'Toy Monster' details Barbie-maker Mattel's dark side
-- Jerry Oppenheimer's bibliography reads like a Who's Who of powerful, sometimes vilified women. Martha Stewart, Hillary Clinton, Barbara Walters and Paris Hilton have all starred in his celebrity biographies.
To this list, add another famous blonde: Barbie, or more precisely, Mattel MAT, the company that makes the iconic fashion doll. And with a title like Toy Monster: The Big, Bad World of Mattel, it doesn't take a Magic 8 Ball to predict that Oppenheimer has unearthed some dirt on the largest toy company in the USA.
Rather than write a straight history of Mattel, Oppenheimer focuses on the outsize personalities that helped form and shape it. The exposé opens with an eye-scorching description of the sexual exploits perpetrated in the Playboy Mansion-esque home of early Mattel contract designer Jack Ryan, whom Oppenheimer calls the "Father of Barbie."
Oppenheimer indicates that Ryan's personal obsession with the female form figured prominently in the tiny-waisted, long-legged, buxom shape of Barbie. Ryan applied his libertine philosophy to work, Oppenheimer writes, hiring pretty women to help his designers and engineers "be more creative and thrive."
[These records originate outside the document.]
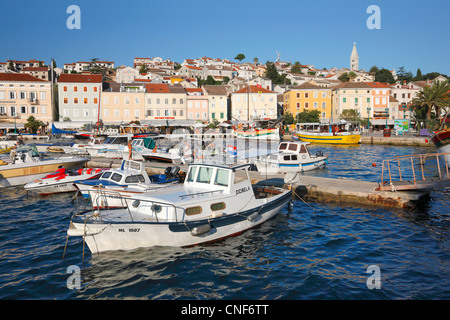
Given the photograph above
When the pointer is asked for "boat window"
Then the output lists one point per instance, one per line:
(204, 175)
(106, 175)
(303, 149)
(191, 175)
(193, 210)
(116, 177)
(240, 175)
(218, 206)
(222, 177)
(132, 179)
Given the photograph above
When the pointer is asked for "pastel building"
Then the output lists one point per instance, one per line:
(123, 103)
(79, 97)
(22, 95)
(165, 102)
(253, 102)
(308, 96)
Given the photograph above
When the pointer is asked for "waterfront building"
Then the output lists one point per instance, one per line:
(22, 95)
(253, 103)
(217, 96)
(122, 103)
(197, 105)
(308, 96)
(126, 74)
(79, 96)
(165, 102)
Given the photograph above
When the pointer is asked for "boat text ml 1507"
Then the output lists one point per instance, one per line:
(292, 157)
(25, 165)
(213, 203)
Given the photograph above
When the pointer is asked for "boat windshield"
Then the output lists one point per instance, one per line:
(106, 175)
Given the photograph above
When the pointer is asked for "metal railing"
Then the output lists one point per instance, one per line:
(421, 171)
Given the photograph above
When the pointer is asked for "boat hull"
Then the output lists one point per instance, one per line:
(11, 175)
(110, 236)
(267, 167)
(329, 138)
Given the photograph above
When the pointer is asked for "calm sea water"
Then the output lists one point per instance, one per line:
(315, 251)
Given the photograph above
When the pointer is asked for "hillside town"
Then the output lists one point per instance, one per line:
(153, 91)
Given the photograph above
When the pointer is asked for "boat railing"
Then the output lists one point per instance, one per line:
(97, 202)
(412, 172)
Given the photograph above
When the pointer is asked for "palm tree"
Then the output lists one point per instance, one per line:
(434, 96)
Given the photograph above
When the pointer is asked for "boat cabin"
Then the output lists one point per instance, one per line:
(130, 172)
(232, 180)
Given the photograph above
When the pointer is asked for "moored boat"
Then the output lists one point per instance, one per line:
(292, 157)
(62, 180)
(342, 132)
(214, 202)
(441, 138)
(25, 165)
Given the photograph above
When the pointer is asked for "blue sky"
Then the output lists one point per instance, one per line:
(413, 34)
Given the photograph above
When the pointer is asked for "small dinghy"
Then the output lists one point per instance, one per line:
(214, 202)
(291, 157)
(62, 180)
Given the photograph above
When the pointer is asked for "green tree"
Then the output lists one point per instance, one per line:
(384, 75)
(240, 57)
(308, 116)
(432, 97)
(33, 124)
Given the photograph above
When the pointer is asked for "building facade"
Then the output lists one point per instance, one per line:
(22, 95)
(79, 97)
(308, 96)
(253, 103)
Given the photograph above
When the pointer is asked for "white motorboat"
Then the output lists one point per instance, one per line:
(291, 157)
(80, 147)
(214, 202)
(128, 180)
(25, 165)
(111, 147)
(62, 180)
Ryan, a former Raytheon missile designer, was responsible for engineering Barbie's breakthrough bendability and speaking voice, but it was Mattel co-founder Ruth Handler who first wanted the company to make a three-dimensional doll girls could dress in real clothes.
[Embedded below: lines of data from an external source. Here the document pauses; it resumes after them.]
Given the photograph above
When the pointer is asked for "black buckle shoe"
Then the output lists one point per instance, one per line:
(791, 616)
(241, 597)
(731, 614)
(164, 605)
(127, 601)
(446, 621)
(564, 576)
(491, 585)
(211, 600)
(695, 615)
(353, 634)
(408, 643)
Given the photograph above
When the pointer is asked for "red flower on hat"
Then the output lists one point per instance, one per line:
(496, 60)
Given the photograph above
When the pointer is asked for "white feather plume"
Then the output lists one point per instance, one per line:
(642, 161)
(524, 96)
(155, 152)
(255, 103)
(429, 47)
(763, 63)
Oppenheimer writes that in 1956, Ruth and her husband, Mattel co-founder Elliot Handler, took a European vacation after "reaping substantial profits … thanks in part to being one of the first toy companies to shrewdly gamble advertising dollars on TV commercials." A plastic burlesque doll in Germany called Bild-Lilli caught Ruth Handler's eye. Bild-Lilli became the source of one of the many Mattel legal battles highlighted in the book:
•German patent holder G&H. G&H sued Mattel in 1961 over patent infringement, claiming Barbie was "a direct take-off and copy of" Bild-Lilli. The case was dismissed and Mattel bought G&H's Bild-Lilli copyrights for $21,600. G&H also took legal action against Mattel in 2001.
•Ryan and Mattel. The designer who helped develop Chatty Cathy, Ken and Hot Wheels during a 20-year relationship with Mattel, claimed the company had understated royalty payments to him by almost $24 million. In 1980, after nearly 10 years of legal wrestling, Ryan and Mattel settled for $10 million.
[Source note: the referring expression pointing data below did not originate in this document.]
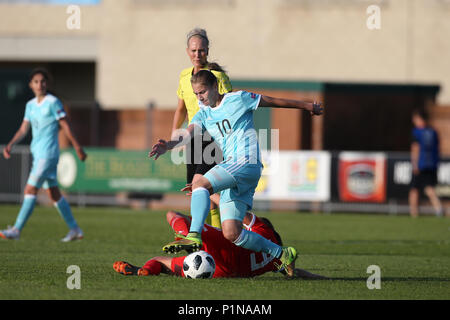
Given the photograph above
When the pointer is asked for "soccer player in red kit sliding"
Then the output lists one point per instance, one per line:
(231, 260)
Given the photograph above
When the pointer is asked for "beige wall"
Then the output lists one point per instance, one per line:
(140, 44)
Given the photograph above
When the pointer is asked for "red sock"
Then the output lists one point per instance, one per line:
(153, 267)
(180, 225)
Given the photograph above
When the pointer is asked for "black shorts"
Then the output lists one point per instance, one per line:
(200, 163)
(424, 179)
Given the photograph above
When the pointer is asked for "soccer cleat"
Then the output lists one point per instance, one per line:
(190, 244)
(11, 233)
(74, 234)
(128, 269)
(288, 257)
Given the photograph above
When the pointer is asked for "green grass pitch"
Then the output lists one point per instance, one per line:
(413, 256)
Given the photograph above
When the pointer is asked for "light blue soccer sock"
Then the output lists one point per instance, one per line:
(255, 242)
(26, 210)
(64, 210)
(200, 205)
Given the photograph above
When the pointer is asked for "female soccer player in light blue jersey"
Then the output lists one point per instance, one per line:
(45, 114)
(229, 120)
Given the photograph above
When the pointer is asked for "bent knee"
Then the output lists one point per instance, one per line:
(201, 182)
(231, 235)
(170, 215)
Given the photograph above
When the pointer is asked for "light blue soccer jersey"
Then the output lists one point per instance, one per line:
(231, 125)
(44, 117)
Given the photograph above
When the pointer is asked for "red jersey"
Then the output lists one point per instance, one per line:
(232, 260)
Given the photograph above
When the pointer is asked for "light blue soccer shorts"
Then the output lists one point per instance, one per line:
(43, 173)
(236, 184)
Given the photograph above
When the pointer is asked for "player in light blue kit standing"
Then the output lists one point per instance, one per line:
(45, 114)
(229, 120)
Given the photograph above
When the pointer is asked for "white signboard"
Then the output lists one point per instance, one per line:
(295, 175)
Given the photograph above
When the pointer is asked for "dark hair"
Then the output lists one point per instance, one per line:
(420, 113)
(41, 71)
(204, 77)
(270, 225)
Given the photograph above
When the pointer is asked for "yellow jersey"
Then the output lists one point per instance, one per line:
(186, 93)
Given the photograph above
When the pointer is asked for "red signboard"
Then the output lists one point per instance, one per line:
(362, 177)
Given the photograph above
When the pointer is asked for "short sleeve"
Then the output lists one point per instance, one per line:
(26, 116)
(224, 84)
(180, 91)
(250, 100)
(415, 136)
(198, 120)
(57, 110)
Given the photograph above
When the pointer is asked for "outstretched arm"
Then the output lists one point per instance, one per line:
(22, 132)
(270, 102)
(179, 116)
(163, 146)
(68, 132)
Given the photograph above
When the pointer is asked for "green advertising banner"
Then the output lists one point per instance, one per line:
(111, 170)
•Handler indictment. Ruth Handler pleaded no contest to a 10-count indictment that alleged she influenced the price of Mattel stock by falsifying company records regarding sales and earnings from 1971 to 1973 and was sentenced to five years probation and 2,500 hours of community service and fined $57,000.
Oppenheimer writes that because of the bogus earnings reports, stockholders filed five class-action lawsuits against Mattel, resulting in a $30 million settlement — the largest in a securities case at that point.
•Polly Pocket. Oppenheimer writes that Mattel has settled with two families whose children needed emergency surgery after swallowing tiny magnets embedded in the hands and feet of Polly Pocket dolls. The settlement amount was secret, and the dolls have since been redesigned, but many of Oppenheimer's interview subjects take the stance that Mattel should have recalled the product sooner.
•Bratz and MGA. Since 2004, lawsuits have been fired back and forth between MGA, the maker of the popular Bratz dolls, and Mattel. Oppenheimer covers a May 2008 settlement between Mattel and Carter Bryant, a former Mattel employee who designed the Bratz dolls for rival company MGA, as well as the $100 million copyright-infringement lawsuit Mattel won against MGA last summer.
Oppenheimer devotes considerable space to "flamboyant and ambitious" Jill Barad, who climbed the ranks at Mattel, promoted to Barbie marketing director in 1982, co-president of Mattel USA in 1990 and CEO in 1997. In 2000, Barad was ousted but received a $50 million golden parachute, Oppenheimer writes.
Current CEO Robert Eckert receives scrutiny as well, taken to task by Oppenheimer for the handling of recalled products and the Chinese lead-paint scandal.
Despite all the positive hoopla surrounding Barbie's 50th birthday coming up in March, Toy Monster may make it hard for anyone to look her in the eye, let alone buy her.